Tabela 4. Composição corporal de juvenis de carpa húngara ao início e após 63 dias de alimentação com dieta à base de proteína de origem animal (controle) ou contendo farelo de tungue in natura ou tratado quimicamente
Variáveis (%) | Inicial | 63 dias | ||
---|---|---|---|---|
Tratamentos | ||||
Controle | TgIN | TgT | ||
Matéria seca | 27,22±0,39 | 30,99±0,82 | 31,72±0,44 | 30,51 ± 0,71 |
Matéria mineral | 2,65±0,08 | 1,77±0,04 | 1,88±0,04 | 2,02 ± 0,14 |
Proteína bruta | 15,05±0,24 | 14,81±0,49 | 13,31±0,32a | 14,39±0,27* |
Gordura | 9,83±0,72 | 15,82±0,79 | 16,69±0,32 | 14,63±0,38* |
1Valores expressos como média±erro-padrão da média (n=6) na matéria natural. *Indica diferença significativa da forma tratada quimicamente para a forma in natura do farelo pelo teste F (P<0,05).
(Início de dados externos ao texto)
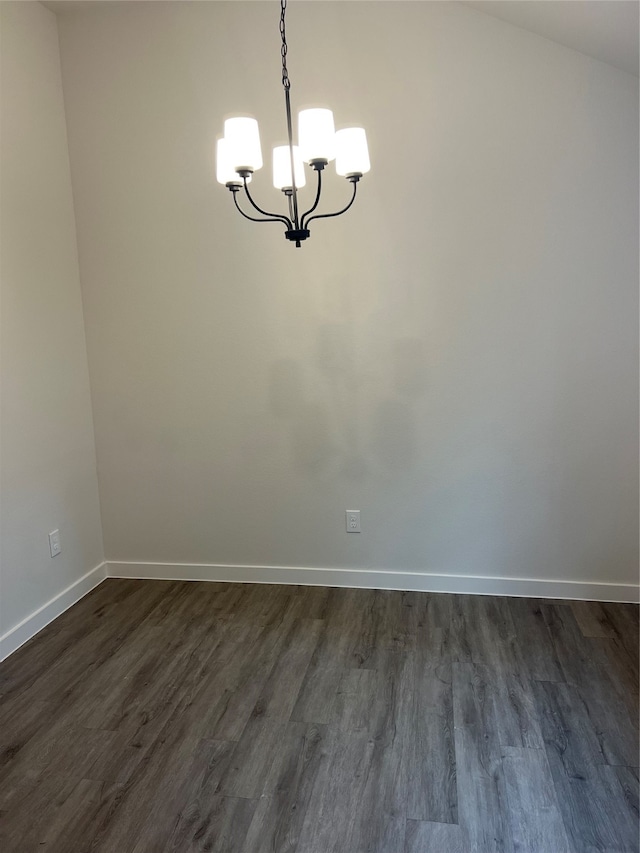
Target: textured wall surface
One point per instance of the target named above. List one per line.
(457, 357)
Estes dados refletem a situação metabólica verificada no fígado e no plasma, culminando com reduzida deposição proteica e aumento no ganho de gordura corporal nos animais do tratamento TgIN. Outras espécies também demonstraram essa tendência ao serem submetidos a percentuais crescentes de ingredientes proteicos vegetais na dieta (Fournier et al., 2004; Pratoomyot et al., 2010). No entanto, um resultado importante obtido neste estudo refere-se ao tratamento TgT, em que as carpas, mesmo evidenciando menor crescimento (-25%) ao final do período experimental em relação ao tratamento controle, depositaram concentrações semelhantes de proteína e gordura corporal, demonstrando uma eficiente metabolização dos nutrientes vindos dessa ração experimental. Ainda, o teor de matéria seca e o de matéria mineral não foram alterados entre os tratamentos avaliados neste estudo.
CONCLUSÃO
O tratamento químico do farelo de tungue com vistas a sua detoxificação causou alterações nos níveis de nutrientes e antinutrientes que refletiram sobre o desempenho produtivo, os parâmetros metabólicos e a composição corporal de carpa húngara. A substituição parcial da fonte proteica de origem animal pela forma in natura do farelo de tungue causou prejuízos significativos ao desenvolvimento dos animais. Já os animais arraçoados com a forma tratada quimicamente apresentaram melhor desempenho produtivo e composição de carcaça, o que demonstra a importância do tratamento aplicado sobre esse coproduto para melhoria do seu valor nutricional. Contudo, a detoxificação proposta para o farelo de tungue não foi suficientemente efetiva para igualar os dados de desempenho à ração controle, usada como padrão comparativo.